Sunday, April 5, 2015

First 5 Pages April Workshop - Hadacek

Name: Karel Hadacek
Genre: Young Adult Fantasy
Title: The Wayward Path

The large black bird watched the young girl sitting on the rock, turning her face to the sun and an ear to the sounds of the forest around her. Alyssa heard the breeze whispering through the leaves, squirrels chattering, insects buzzing, and occasional bird squeaks, rasps and trumpets. She loved this meadow nestled in the mountains and wanted to stay forever. For a moment, she thought the wind whispered its secrets to her, and then the words were lost. She pulled her knees to her chest and scanned the sky, pausing at the raven watching her. She read about them in school, where the teacher said they ate carrion as a part of nature’s recycling team. But her grandma said they’re also mystical messengers between humans and the spirit world. She craned her head to her feet to get a better look. What kind of tail? Besides being bigger than crows, ravens had a tail that came to a point in the middle, not straight like crows, so she had to see the bird’s tail. When she saw the chevron tail, she jumped to her feet and clambered toward the black flash.

She stepped toward the bird, hesitating as she glanced over her shoulder at the blanket on the grass with her family’s picnic remains. Her parents had pushed the leftovers to the side and were snuggled together, dozing. She wouldn't be long and wouldn't go far, she promised herself. If I’m lucky, I’ll see its nest.

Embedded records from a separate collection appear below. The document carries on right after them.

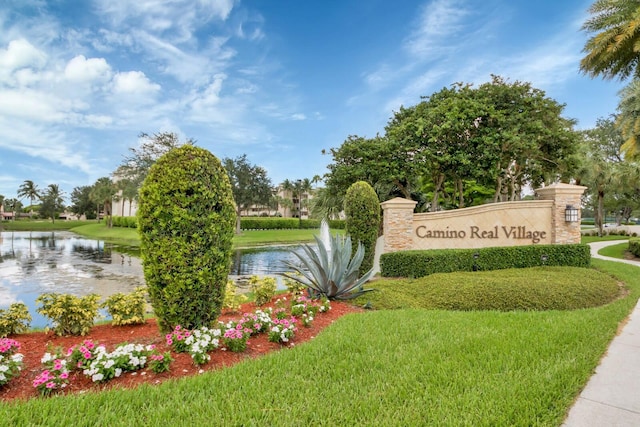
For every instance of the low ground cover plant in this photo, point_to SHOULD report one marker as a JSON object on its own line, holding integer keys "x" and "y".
{"x": 263, "y": 289}
{"x": 70, "y": 315}
{"x": 127, "y": 309}
{"x": 14, "y": 320}
{"x": 10, "y": 360}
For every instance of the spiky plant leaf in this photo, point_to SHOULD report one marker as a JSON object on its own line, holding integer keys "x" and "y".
{"x": 331, "y": 271}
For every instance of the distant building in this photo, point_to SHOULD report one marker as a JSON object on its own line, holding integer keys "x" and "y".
{"x": 288, "y": 205}
{"x": 5, "y": 215}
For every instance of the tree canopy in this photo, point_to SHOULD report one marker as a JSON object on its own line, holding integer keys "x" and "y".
{"x": 612, "y": 52}
{"x": 499, "y": 136}
{"x": 249, "y": 183}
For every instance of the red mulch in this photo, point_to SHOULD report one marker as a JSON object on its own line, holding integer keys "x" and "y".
{"x": 34, "y": 345}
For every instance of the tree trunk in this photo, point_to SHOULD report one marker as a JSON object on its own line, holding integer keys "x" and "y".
{"x": 600, "y": 212}
{"x": 436, "y": 192}
{"x": 238, "y": 221}
{"x": 496, "y": 195}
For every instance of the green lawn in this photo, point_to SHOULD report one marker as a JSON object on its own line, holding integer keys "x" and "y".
{"x": 410, "y": 366}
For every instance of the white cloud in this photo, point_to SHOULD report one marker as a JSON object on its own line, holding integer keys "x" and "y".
{"x": 134, "y": 82}
{"x": 20, "y": 54}
{"x": 83, "y": 70}
{"x": 47, "y": 143}
{"x": 438, "y": 19}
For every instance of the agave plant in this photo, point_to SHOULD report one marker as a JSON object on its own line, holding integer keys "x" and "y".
{"x": 331, "y": 271}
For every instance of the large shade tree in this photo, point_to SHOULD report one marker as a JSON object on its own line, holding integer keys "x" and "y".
{"x": 81, "y": 203}
{"x": 250, "y": 185}
{"x": 459, "y": 142}
{"x": 29, "y": 190}
{"x": 136, "y": 165}
{"x": 102, "y": 194}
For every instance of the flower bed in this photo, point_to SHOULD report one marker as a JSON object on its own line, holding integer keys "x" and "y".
{"x": 34, "y": 346}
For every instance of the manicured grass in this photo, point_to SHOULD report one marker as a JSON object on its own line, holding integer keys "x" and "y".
{"x": 590, "y": 239}
{"x": 540, "y": 288}
{"x": 388, "y": 367}
{"x": 41, "y": 225}
{"x": 615, "y": 251}
{"x": 248, "y": 238}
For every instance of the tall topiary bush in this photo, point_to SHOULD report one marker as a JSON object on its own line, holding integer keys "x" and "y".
{"x": 362, "y": 210}
{"x": 186, "y": 221}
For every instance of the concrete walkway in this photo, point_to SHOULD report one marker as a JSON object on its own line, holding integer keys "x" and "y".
{"x": 612, "y": 395}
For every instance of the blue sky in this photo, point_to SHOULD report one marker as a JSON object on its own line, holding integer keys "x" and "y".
{"x": 277, "y": 80}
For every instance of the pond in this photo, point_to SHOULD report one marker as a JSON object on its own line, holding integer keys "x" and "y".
{"x": 33, "y": 263}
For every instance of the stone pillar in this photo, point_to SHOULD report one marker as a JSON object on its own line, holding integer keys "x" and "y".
{"x": 563, "y": 195}
{"x": 397, "y": 224}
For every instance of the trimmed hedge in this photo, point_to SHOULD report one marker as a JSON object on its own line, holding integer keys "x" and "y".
{"x": 634, "y": 246}
{"x": 278, "y": 223}
{"x": 362, "y": 209}
{"x": 254, "y": 223}
{"x": 186, "y": 220}
{"x": 425, "y": 262}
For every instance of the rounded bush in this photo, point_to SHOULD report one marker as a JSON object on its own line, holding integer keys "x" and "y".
{"x": 362, "y": 210}
{"x": 186, "y": 220}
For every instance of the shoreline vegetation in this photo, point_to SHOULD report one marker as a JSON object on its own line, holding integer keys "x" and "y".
{"x": 477, "y": 364}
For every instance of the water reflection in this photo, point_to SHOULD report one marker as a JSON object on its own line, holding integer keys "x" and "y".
{"x": 263, "y": 261}
{"x": 33, "y": 263}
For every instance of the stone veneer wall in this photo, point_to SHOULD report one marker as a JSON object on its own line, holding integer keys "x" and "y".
{"x": 545, "y": 214}
{"x": 562, "y": 196}
{"x": 398, "y": 224}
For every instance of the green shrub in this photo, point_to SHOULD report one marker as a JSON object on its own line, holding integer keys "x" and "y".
{"x": 186, "y": 221}
{"x": 634, "y": 246}
{"x": 232, "y": 300}
{"x": 263, "y": 288}
{"x": 362, "y": 209}
{"x": 126, "y": 309}
{"x": 15, "y": 320}
{"x": 422, "y": 263}
{"x": 278, "y": 223}
{"x": 69, "y": 314}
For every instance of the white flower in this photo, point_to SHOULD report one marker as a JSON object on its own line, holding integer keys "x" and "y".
{"x": 47, "y": 358}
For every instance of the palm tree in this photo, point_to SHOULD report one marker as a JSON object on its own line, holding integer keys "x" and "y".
{"x": 52, "y": 201}
{"x": 30, "y": 190}
{"x": 129, "y": 193}
{"x": 600, "y": 164}
{"x": 102, "y": 193}
{"x": 614, "y": 51}
{"x": 628, "y": 120}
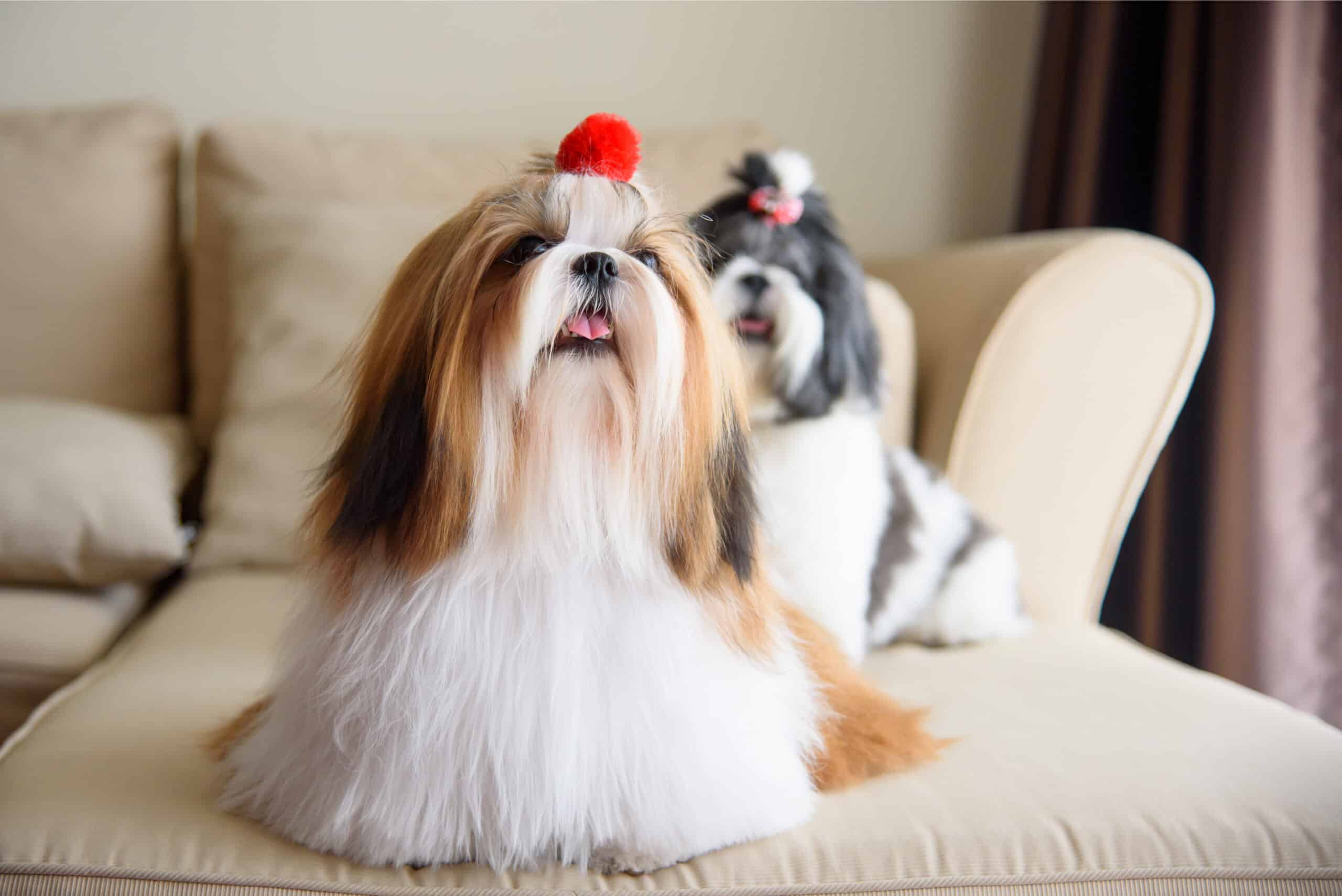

She shaded her eyes against the sunlight slicing through the trees and clouds. It might rain later, but for now, the clouds looked lazy and nonthreatening. She crept toward the raven perched on a branch at the meadow’s edge. Sometimes she thought she communicated with her Jack Russell terrier, Sparky, without words. Whenever she imagined how fun their walks were, Sparky wagged his tail and jump at his leash on the hook beside the door. But when she was sad and didn't want to play, he'd settle in her lap and snuggle. He didn't even look at the leash on those days. She didn't think they communicated with words; it was more like they shared feelings and pictures in their minds. Could she communicate the same way with this bird?

The raven cocked his head and looked down at her with one eye. Is it a boy or girl? Hmmm, a boy, she thought he told her. Just when she felt a thread of communication with him, she lost it. The raven flew to a perch a few trees away, and Alyssa hesitated, considering. Her parents were still blurs of color through the trees and meadow grasses. She was supposed to stay within sight of the picnic blanket, so she was still in the safety zone. The pine woods were dusty and dense, and she’d get lost if she followed him too far. She spotted a game trail through the woods and hurried to catch up to the bird. She felt safe knowing that the trail leading her a few steps away would also take her back.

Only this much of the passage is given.